Les meubles aux tiroirs excentriques traversent la pièce, il flippe à temps: "5000 when light" en plein dedans. Un oeil sur le score,un sur le café qui fuit et les autres dans le vide poche tout proche.. Les yeux dans la poche revolver..

L'éclair de la balle d'acier lui arrache une écharde de voix. Attention au tilt. Calme petit, calme toi, faut en sortir pense, remember! T'étais tout mioche,tout moche, too much...  L'école, les copains en blouse grise, les lezards sur les pierres brûlantes, les gros godillots sur les chevilles frêles. Les cerises vertes que tu bouffais par faim et les merdes ignobles que tu chiais, constellées de noyaux, parce que tu bouffais aussi les noyaux!  Hé con! ..  Normal, disaient tes potes, il s'appelle Olive. Hé Olive! Réponds!.. Tu vas rater ton cauchemar, freine! pas le moment de faire la toupie...

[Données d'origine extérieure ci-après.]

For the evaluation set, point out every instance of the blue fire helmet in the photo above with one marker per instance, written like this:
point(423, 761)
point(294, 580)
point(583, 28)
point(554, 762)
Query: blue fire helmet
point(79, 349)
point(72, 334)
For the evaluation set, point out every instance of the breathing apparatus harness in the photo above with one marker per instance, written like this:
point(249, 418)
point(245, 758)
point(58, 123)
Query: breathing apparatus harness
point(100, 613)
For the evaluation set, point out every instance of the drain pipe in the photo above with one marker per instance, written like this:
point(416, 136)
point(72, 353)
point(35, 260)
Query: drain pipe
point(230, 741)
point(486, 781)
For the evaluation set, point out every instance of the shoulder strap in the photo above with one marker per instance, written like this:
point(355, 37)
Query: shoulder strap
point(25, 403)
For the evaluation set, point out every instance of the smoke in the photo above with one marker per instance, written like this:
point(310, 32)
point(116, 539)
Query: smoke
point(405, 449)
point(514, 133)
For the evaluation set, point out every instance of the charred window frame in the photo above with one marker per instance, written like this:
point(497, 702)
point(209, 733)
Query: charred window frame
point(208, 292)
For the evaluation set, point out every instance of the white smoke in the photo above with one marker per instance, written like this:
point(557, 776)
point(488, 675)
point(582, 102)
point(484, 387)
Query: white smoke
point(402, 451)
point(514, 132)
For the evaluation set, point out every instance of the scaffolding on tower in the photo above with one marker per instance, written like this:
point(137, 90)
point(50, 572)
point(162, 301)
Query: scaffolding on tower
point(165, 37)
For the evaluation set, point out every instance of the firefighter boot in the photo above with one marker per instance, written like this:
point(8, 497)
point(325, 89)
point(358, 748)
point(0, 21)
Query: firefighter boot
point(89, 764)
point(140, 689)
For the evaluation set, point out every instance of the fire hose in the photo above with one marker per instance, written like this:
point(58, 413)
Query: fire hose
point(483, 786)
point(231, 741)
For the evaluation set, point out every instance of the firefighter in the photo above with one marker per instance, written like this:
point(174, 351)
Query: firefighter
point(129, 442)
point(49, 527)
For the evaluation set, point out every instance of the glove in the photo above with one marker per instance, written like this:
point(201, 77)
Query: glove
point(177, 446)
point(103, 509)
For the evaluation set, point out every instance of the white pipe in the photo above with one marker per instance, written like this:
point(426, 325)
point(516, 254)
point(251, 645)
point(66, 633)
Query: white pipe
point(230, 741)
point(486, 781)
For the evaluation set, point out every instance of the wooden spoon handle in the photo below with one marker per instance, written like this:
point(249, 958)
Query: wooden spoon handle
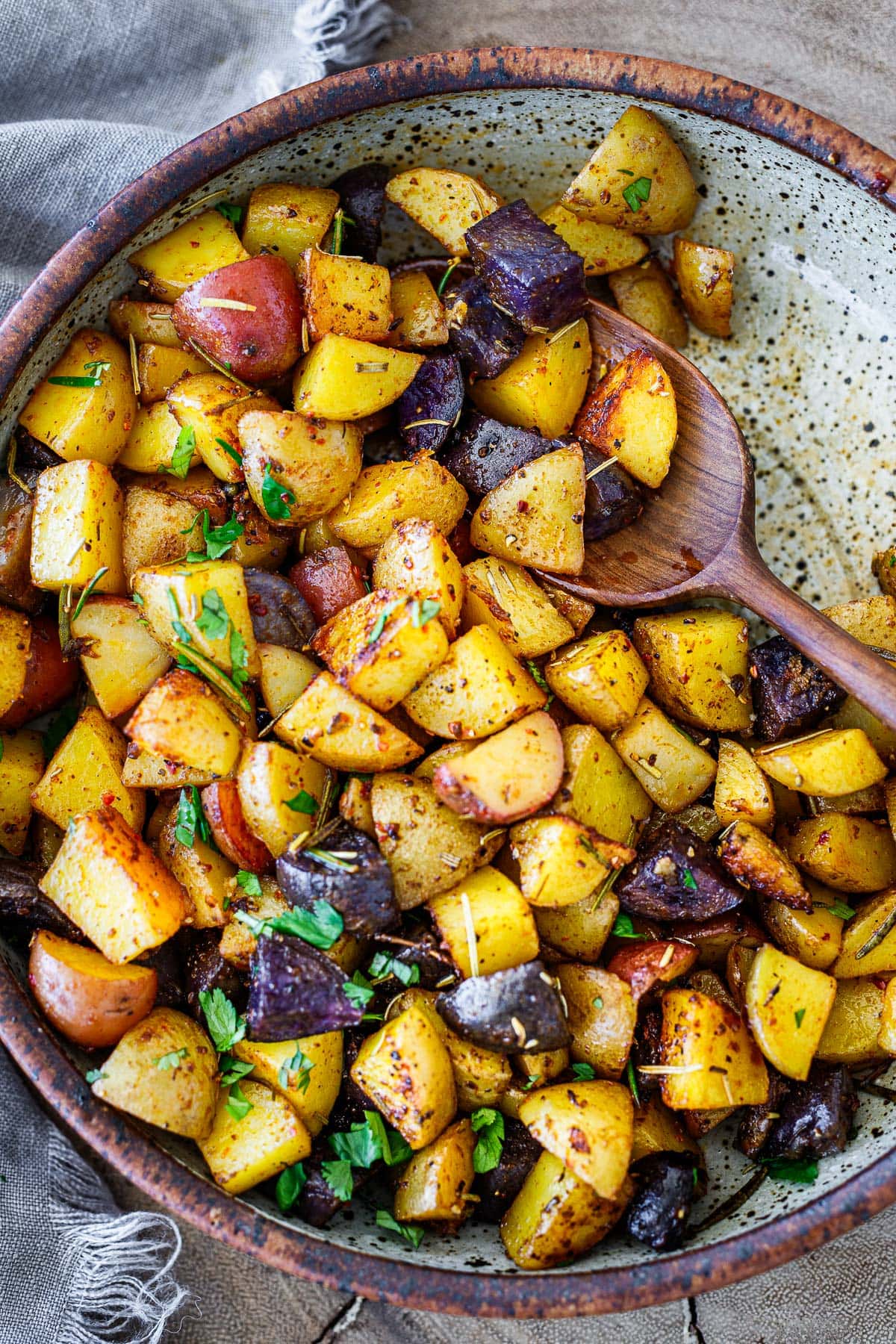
point(849, 663)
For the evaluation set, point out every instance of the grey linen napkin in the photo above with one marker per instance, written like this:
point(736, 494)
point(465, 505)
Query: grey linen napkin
point(92, 94)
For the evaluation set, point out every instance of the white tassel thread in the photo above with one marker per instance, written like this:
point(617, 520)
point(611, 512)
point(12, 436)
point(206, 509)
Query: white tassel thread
point(119, 1266)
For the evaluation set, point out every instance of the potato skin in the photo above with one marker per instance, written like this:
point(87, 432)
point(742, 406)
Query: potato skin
point(87, 998)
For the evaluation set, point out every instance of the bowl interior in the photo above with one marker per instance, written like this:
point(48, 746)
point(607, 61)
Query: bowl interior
point(809, 374)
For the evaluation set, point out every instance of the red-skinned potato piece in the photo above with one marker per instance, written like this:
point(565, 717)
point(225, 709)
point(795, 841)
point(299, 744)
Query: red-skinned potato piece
point(49, 678)
point(328, 581)
point(508, 776)
point(645, 964)
point(228, 827)
point(258, 343)
point(87, 998)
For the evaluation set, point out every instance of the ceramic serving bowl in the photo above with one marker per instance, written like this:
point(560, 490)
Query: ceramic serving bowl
point(809, 211)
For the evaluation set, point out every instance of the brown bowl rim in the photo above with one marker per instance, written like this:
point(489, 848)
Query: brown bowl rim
point(114, 1137)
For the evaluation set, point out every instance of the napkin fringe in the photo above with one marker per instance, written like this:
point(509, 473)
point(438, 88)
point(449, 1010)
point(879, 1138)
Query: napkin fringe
point(120, 1268)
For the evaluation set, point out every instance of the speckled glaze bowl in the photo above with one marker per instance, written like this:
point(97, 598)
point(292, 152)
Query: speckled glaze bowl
point(809, 210)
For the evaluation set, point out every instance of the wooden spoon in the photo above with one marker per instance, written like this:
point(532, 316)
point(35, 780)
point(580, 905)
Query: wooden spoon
point(696, 537)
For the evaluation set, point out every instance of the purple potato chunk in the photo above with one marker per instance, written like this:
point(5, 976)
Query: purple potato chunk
point(279, 611)
point(429, 409)
point(296, 991)
point(487, 452)
point(790, 694)
point(677, 877)
point(364, 898)
point(665, 1189)
point(499, 1189)
point(484, 339)
point(25, 906)
point(815, 1116)
point(361, 193)
point(511, 1011)
point(528, 269)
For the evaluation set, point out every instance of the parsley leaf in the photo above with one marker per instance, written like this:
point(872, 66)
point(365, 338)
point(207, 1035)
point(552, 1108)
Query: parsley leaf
point(414, 1236)
point(385, 965)
point(249, 882)
point(304, 801)
point(213, 620)
point(276, 497)
point(623, 927)
point(171, 1060)
point(800, 1171)
point(339, 1177)
point(635, 193)
point(300, 1066)
point(290, 1184)
point(225, 1026)
point(238, 1104)
point(183, 453)
point(489, 1125)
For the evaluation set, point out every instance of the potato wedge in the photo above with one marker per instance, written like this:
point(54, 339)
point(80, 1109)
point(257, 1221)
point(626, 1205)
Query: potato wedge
point(173, 262)
point(477, 690)
point(119, 655)
point(82, 995)
point(485, 924)
point(163, 1070)
point(598, 788)
point(312, 1085)
point(637, 179)
point(828, 764)
point(848, 853)
point(561, 860)
point(284, 218)
point(601, 678)
point(339, 730)
point(437, 1180)
point(346, 379)
point(444, 202)
point(388, 494)
point(269, 779)
point(297, 468)
point(406, 1071)
point(257, 1145)
point(645, 295)
point(505, 597)
point(706, 284)
point(428, 847)
point(588, 1127)
point(77, 529)
point(181, 719)
point(20, 769)
point(852, 1030)
point(543, 388)
point(85, 772)
point(711, 1061)
point(788, 1006)
point(672, 769)
point(742, 789)
point(383, 645)
point(699, 665)
point(415, 558)
point(556, 1218)
point(535, 515)
point(602, 1014)
point(508, 776)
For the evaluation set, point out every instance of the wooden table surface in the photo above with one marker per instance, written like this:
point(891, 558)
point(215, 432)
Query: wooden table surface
point(836, 58)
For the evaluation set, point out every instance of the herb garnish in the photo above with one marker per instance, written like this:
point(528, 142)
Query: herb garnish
point(276, 497)
point(411, 1234)
point(489, 1127)
point(637, 193)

Ta plaque d'immatriculation affiche un 40 de fièvre et tu leur tiens toujours tête, comme quand tu était môme, tous contre toi. T'avais beau bouffer des lézards vivants, tu ne les épatais plus, avec tout ce sang froid qui te coulait de la bouche, leur queue frétillant encore dans ton estomac..

Olive réagit! Merde! .. Ne te réveille pas, il vont encore se moquer de toi, de tes orbites noires et de ta bite blanche que tu exhibais en espérant une reconnaissance.. Tire-toi!  accélère bon Dieu! flippe! cogne!. Y' a que trois boules, t'as même pas eu la loterie. Rouge, plus d'huile, "more fun to complète", t'est fait. Pas de ma faute si t'as du goudron liquide dans la tronche! Y a longtemps t'aurais gardé les moutons ou ramassé les caddies sur les parking de supermarché.. Mais aujourd'hui y a pas de place pour tézigue. 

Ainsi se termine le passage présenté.